Parti içi ve parti seçmeninin muhalif kanadından gelen “diktatörle müzakere edilmez” eleştirilerine de yanıt veren Özel, bu tavrı iki yüzlü buldu:
"Bana normalleşme sürecinde efendim diktatörle müzakere edilmez, mücadele edilir diyenler şimdi bana arka kapılı diplomasisi öneriyorlar.
Şimdi bana arka kapı yap. AK Parti ile git arka kapıdan bilmem ne yap diyorlar. Bakın normalleşmede normalleşmede diktatörle veya işte Erdoğan'la müzakere edilmez mücadele edilir diyenlere bu arkadaşların resimlerinin gözlerin içine bir baksınlar, evlatlarının gözlerin içine baksınlar.(Tutuklu belediye başkanlarının resimleri)"
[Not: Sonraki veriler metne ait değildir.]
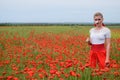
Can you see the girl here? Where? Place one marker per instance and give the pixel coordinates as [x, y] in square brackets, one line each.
[99, 40]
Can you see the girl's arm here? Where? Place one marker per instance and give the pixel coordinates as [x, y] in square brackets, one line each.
[107, 51]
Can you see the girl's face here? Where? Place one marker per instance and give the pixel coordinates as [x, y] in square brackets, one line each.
[98, 20]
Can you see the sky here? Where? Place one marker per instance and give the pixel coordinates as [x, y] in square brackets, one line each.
[58, 11]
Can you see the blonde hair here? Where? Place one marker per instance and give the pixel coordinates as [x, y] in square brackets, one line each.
[98, 14]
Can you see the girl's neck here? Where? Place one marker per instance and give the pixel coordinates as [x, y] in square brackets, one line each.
[99, 27]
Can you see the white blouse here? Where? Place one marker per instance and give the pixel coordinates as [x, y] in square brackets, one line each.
[99, 36]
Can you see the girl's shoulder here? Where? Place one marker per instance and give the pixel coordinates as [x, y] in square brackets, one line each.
[106, 29]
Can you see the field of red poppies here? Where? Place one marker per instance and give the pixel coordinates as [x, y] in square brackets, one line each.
[53, 53]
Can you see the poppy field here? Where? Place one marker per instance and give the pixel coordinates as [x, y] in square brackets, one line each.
[53, 53]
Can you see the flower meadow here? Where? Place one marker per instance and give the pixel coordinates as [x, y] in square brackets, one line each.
[53, 53]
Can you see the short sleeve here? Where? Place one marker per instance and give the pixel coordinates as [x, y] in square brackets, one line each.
[108, 33]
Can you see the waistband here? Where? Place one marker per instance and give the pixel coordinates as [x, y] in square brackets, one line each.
[97, 47]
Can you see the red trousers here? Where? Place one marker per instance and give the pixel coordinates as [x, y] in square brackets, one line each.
[97, 56]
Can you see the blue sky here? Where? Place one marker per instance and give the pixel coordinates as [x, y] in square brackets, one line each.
[53, 11]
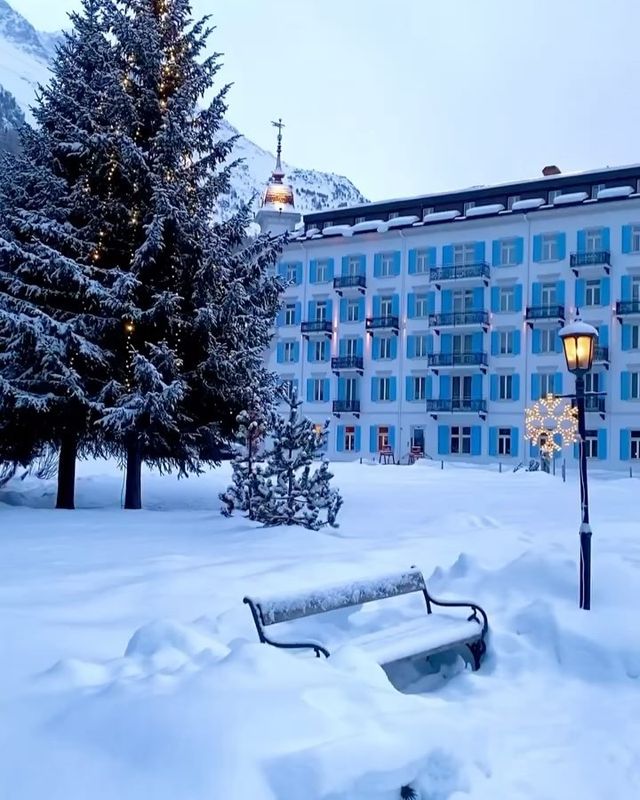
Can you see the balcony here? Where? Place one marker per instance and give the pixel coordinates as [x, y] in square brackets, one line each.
[459, 319]
[382, 324]
[544, 313]
[461, 272]
[628, 308]
[357, 283]
[347, 364]
[441, 360]
[458, 405]
[315, 327]
[346, 407]
[598, 258]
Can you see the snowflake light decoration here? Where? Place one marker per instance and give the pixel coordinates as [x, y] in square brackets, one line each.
[548, 419]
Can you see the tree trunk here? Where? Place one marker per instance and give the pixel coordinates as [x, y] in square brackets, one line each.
[67, 473]
[133, 489]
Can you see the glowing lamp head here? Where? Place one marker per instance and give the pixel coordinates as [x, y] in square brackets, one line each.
[578, 341]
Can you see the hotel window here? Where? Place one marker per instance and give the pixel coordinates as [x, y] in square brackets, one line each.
[460, 439]
[505, 387]
[508, 252]
[592, 293]
[550, 249]
[420, 387]
[504, 441]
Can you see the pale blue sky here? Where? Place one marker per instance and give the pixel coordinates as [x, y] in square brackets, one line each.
[427, 95]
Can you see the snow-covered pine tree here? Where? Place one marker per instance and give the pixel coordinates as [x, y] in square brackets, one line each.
[247, 473]
[292, 493]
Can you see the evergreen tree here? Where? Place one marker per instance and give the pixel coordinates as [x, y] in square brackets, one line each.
[292, 493]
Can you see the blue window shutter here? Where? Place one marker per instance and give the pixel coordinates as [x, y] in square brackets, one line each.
[515, 437]
[536, 293]
[476, 440]
[519, 250]
[493, 441]
[495, 260]
[517, 336]
[537, 247]
[373, 438]
[443, 440]
[557, 383]
[625, 385]
[409, 388]
[518, 297]
[602, 444]
[412, 262]
[535, 386]
[625, 444]
[562, 246]
[536, 335]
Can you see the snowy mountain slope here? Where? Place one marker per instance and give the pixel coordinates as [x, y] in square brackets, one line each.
[24, 57]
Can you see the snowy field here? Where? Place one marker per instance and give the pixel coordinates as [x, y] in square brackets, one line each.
[129, 667]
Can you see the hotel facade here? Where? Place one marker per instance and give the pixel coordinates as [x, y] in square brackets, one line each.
[432, 322]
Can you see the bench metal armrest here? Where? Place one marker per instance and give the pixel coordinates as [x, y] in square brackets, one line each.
[255, 611]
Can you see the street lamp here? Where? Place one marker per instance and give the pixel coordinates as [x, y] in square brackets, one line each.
[578, 341]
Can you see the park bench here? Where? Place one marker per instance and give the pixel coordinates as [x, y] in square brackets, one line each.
[426, 635]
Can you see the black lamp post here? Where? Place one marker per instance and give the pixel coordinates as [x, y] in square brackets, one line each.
[578, 340]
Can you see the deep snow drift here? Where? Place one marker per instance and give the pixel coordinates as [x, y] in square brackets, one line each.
[130, 667]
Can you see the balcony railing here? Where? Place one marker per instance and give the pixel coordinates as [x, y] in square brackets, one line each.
[628, 307]
[460, 272]
[600, 353]
[594, 259]
[458, 360]
[545, 312]
[459, 318]
[381, 323]
[350, 282]
[459, 404]
[346, 406]
[316, 326]
[347, 362]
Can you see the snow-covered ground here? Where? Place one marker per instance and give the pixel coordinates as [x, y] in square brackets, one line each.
[129, 667]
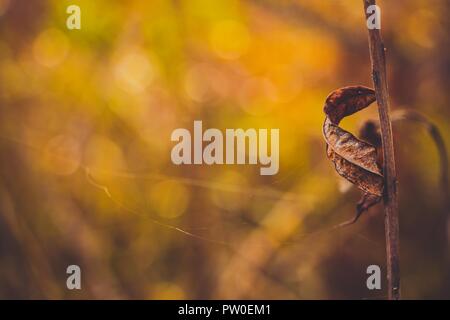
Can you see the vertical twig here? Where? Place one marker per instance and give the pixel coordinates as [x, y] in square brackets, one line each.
[377, 57]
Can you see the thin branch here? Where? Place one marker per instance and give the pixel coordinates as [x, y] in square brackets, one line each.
[377, 57]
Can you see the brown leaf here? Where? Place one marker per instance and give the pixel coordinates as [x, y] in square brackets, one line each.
[354, 159]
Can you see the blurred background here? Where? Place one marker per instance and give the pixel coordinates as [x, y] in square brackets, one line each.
[85, 172]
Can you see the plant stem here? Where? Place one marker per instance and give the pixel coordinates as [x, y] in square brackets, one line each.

Kılıçdaroğlu, 24 Nisan 2024'te şunu söylemişti:
Özel, normalleşme sürecini de anlattı. Özel, 31 Mart yerel seçimlerinin ardından yeni bir siyasi tablo ortaya çıktığını belirtti: “Türkiye’nin birinci partisinin genel başkanı ben oldum.”
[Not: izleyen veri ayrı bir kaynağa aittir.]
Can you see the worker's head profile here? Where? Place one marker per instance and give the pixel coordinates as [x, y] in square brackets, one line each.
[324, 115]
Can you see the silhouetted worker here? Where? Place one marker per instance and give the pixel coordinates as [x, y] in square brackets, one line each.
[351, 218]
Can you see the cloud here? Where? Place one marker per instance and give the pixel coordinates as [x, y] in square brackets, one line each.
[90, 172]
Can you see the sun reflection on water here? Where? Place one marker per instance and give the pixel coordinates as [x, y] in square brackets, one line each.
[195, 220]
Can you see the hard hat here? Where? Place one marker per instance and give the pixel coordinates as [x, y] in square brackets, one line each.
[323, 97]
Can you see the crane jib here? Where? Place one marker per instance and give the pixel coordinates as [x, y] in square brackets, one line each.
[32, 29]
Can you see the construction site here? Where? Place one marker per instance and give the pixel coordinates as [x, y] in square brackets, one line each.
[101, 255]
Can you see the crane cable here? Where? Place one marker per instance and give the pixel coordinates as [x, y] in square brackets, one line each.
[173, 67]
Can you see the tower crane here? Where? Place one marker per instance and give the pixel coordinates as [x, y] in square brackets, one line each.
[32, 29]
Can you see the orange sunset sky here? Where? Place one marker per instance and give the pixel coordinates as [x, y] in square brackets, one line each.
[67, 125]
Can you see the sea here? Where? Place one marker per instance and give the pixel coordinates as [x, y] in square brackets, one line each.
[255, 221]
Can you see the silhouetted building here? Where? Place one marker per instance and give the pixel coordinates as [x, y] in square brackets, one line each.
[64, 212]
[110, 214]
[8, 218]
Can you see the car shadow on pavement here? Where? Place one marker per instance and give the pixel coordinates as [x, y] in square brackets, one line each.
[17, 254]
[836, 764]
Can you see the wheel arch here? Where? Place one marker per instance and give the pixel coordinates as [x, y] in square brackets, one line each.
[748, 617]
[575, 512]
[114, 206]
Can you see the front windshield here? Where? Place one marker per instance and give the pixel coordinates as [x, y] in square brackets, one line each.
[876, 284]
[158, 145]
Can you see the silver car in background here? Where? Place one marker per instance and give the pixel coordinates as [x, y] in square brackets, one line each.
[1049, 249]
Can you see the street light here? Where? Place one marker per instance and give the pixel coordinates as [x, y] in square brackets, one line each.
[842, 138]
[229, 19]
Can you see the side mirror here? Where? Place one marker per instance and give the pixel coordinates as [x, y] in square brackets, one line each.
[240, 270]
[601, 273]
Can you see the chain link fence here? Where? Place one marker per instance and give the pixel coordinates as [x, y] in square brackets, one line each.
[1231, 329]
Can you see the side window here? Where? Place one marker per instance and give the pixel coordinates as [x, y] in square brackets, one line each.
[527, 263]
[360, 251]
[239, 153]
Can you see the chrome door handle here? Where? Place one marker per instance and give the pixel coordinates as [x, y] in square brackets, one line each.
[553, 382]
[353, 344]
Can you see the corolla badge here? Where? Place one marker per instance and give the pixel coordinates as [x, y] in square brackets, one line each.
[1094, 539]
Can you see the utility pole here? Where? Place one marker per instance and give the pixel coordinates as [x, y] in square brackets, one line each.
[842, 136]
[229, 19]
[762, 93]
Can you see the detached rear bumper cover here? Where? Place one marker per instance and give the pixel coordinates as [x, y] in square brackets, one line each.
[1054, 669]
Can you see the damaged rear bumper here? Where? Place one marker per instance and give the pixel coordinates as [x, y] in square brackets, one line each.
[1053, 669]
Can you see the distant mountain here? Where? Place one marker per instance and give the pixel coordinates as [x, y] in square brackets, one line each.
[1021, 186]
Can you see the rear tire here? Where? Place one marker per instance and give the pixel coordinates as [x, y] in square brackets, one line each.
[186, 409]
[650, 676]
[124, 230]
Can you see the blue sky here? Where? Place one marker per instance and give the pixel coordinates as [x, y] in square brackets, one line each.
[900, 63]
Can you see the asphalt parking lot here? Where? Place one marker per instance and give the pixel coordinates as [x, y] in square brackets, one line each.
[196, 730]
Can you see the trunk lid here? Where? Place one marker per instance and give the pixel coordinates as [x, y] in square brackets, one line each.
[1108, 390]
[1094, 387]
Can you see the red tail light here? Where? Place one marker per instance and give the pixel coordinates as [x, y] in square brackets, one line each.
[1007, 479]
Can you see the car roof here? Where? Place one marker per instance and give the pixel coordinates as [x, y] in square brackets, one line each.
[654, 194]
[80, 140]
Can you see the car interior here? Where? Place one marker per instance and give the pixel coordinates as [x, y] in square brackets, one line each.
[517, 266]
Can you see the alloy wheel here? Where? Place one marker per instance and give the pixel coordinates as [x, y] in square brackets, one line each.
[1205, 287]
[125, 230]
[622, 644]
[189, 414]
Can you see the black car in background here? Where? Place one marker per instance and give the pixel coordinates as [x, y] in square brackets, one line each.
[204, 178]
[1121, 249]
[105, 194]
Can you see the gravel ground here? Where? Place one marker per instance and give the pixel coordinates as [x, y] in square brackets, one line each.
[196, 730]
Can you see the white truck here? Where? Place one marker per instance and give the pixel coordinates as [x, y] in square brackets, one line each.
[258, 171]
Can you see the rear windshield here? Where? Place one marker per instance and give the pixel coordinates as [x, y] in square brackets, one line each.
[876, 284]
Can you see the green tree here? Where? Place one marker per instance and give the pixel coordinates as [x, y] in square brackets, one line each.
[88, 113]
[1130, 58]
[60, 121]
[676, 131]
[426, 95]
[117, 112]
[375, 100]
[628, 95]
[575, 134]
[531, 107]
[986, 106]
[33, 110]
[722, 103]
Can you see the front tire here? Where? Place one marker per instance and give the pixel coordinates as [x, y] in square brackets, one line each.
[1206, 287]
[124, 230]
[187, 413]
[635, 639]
Bu aşamadan sonra insani ve siyasi sorumluluğun gereğini yerine getirdiğini dile getiren Özel, Ramazan Bayramı'nda bütün liderleri aradığını, Cumhurbaşkanı ve AKP Genel Başkanı Erdoğan’ı da bu çerçevede aradığını kaydetti.
Görüşmelerin kayıt altına alındığını belirten Özel, “Bir nüshası genel başkan odasındaki kasada, bir nüshası partinin arşivinde. Yanımda Namık Tan vardı, Erdoğan tarafında Mustafa Elitaş not tuttu” dedi.
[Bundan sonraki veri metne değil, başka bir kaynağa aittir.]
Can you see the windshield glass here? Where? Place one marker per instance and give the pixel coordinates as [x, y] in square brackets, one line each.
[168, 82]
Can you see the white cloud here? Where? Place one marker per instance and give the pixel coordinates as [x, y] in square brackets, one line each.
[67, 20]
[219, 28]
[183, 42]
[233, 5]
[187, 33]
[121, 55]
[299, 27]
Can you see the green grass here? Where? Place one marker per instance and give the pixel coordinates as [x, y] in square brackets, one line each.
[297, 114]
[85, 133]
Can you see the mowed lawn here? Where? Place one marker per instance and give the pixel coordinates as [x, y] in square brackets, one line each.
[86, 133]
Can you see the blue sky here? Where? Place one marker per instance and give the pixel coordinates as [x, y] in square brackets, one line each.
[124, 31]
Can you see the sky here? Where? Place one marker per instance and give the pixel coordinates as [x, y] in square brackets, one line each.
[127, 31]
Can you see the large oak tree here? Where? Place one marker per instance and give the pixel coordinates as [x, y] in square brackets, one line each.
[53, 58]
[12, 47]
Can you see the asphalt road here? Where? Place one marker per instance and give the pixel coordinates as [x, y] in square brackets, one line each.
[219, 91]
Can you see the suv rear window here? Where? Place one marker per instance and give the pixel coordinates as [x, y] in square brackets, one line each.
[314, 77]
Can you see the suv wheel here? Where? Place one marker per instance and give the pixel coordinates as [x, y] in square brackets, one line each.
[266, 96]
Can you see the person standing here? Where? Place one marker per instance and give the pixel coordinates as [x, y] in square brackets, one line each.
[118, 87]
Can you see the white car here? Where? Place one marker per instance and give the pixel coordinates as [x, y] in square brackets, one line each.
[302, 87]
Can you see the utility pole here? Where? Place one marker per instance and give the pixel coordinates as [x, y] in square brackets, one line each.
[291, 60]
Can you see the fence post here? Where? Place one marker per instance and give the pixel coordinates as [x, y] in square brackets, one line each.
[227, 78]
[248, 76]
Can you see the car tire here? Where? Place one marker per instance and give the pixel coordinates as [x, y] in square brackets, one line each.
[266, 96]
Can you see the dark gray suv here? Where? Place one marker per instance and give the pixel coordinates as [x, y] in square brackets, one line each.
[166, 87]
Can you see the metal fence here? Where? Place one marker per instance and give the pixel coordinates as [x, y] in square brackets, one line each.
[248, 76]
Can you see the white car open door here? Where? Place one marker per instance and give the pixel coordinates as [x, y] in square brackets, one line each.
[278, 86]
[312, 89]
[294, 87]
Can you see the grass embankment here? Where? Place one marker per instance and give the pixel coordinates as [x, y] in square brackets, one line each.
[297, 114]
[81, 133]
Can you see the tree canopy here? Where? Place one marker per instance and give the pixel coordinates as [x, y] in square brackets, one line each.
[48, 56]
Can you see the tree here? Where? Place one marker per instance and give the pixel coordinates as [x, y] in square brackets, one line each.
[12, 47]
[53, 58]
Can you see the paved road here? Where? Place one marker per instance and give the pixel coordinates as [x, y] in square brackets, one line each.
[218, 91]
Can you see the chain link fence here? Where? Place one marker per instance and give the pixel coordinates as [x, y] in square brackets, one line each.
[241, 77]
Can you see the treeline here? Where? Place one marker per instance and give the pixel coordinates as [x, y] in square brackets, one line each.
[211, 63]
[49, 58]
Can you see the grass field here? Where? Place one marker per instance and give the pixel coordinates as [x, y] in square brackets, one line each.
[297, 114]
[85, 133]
Görüşmede Erdoğan’a Gezi davası tutukluları ve Osman Kavala’yı da içeren bir liste sunduğunu belirten Özel, 28 Şubat davasından hüküm giymiş hasta generallerin serbest bırakılmasını da önerdiğini söyledi. Asgari ücret, emekli maaşları, Avrupa ile ilişkiler ve vize sorunu gibi başlıkları da gündeme getirdiğini belirten Özel, Erdoğan’ın bazı konuları not aldığını, bazılarına “olmaz” dediğini aktardı.
Görüşmede Erdoğan'ın yeni anayasa önerisine ise net yanıt verdiğini söyledi: “Ben de dedim ki, Anayasa’ya uymayanla Anayasa yapamayız. Önce siz Anayasa’ya uyun.”
Normalleşme süreciyle elde edilen bazı insani kazanımları savunan Özel, 28 Şubat davası tahliyelerine değinerek şunu aktardı:
"Bir tanesi kapının önünde dedi ki, 'Özgür Özel olmasaydı biz içeride ölecektik.' Gezi'nin sorunu çözülseydi, fena mı olurdu?" Kendisini Erdoğan'la el sıkıştığı için eleştirenlere de cevap verdi: “Erdoğan’ın elini sıktığımda da seçmenine duyduğum saygıdan sıkıyorum. Milletin seçtiğine saygı duyuyorum. Bu insani minimumdur. Bu başka, mücadele başka.”
"ERDOĞAN BALTAYI ÇIKARDI, ARTIK NORMAL BU OLDU"
Normalleşme sürecinin sona ermesinin CHP kaynaklı olmadığını savunan Özel, 9 Ekim’de sürecin Erdoğan tarafından sonlandırıldığını söyledi:
“9 Ekim günü Erdoğan bize balta çekti. Böyle baltayı çıkardı. O baltayı çıkardıktan sonra normali bu, böyle siyaset yaparım.”
Normalleşmenin kamuoyu nezdinde olumlu karşılandığını söyleyen Özel, AKP'nin bu yüzden süreci bitirme kararı aldığını ileri sürdü:
"Erdoğan’a bir sunum yaptılar. Dediler ki normalleşme CHP’ye yarıyor. Bitir. Çünkü sağ seçmen normalleşmeye bayılıyordu. Biz de hep ekonomi konuşuyorduk. Miting miting geziyorduk. Emekliden pamuğa, üzümden fıstığa herkesin derdine ses oluyorduk."
Son olarak, teğmenlerin ordudan ihraç edilmesini de bu sürecin bitirilmesiyle bağlantılandıran Özel, “O bile CHP’nin nasırına basmaktır” diyerek iktidarın bilinçli şekilde gerilimi artırdığını vurguladı.